The Joint Budget Committee unanimously approved introduction of LLS 0978, a bill draft to authorize the Colorado Department of Health Care Policy and Financing (HCPF) to use statistical-sampling extrapolation audits to pursue overpayments — subject to specified guardrails including a default two-year look-back and provider appeal protections.
Shelby Ross of Legislative Legal Services summarized the draft and the major changes, saying the bill would require that "the methods employed utilize a statistically valid sample and are designed and implemented in accordance with nationally national generally accepted statistical principle standards and methods." Committee members spent the bulk of the meeting arguing about the appropriate look-back period, whether the state should follow federal (RAC) three-year precedent, or limit reviews to two years that match the original cost estimates attached to the long bill.
Mr. Kurtz told the committee the long-bill funding was built around claim-by-claim reviews for two years, and that allowing extrapolation would let staff use the same money more efficiently: with a large enough sample the state could extrapolate improper payments across the last two years rather than reviewing every claim individually.
Some members pressed that the OIG audit identified widespread improper payments and bad actors and that the state needs tools to recover funds; others warned that the department previously gave unclear guidance to providers and that extending look-back periods or using extrapolation without explicit guardrails could lead to unfair clawbacks and litigation. Senator Kirkmeyer said the OIG report documented weak oversight and inconsistent rules and urged requiring the department to implement the audit office’s recommendations and demonstrate clear, public standards before recouping funds.

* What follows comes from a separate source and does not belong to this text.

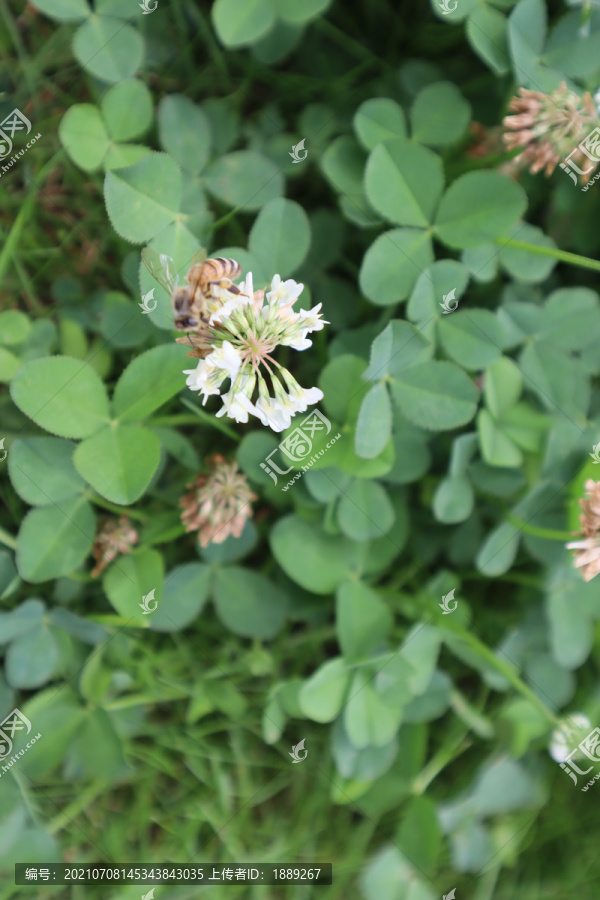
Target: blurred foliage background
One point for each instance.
(466, 442)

The committee agreed on a framework: set a two-year retrospective baseline tied to Oct. 1, 2023 (looking back to Oct. 1, 2021) for an initial extrapolation; if a statistically significant pattern of overpayment is identified for a specific provider, the department may be allowed to look further back for that provider. The bill will require defined statistical standards, claim- and methodology-level disclosure to providers, and appeal rights including the ability for providers to submit their own statistical experts and to pause recoupment during active appeals.
Vice Chair Bridges moved to introduce "LLS 0978 HIC puff statistical sampling and Extract Extrapolation as discussed and amended in all of the caveats." The motion passed on a unanimous 6-0 vote; sponsors and co-sponsors were recorded and the bill will run with the long bill.
The committee recessed following the vote.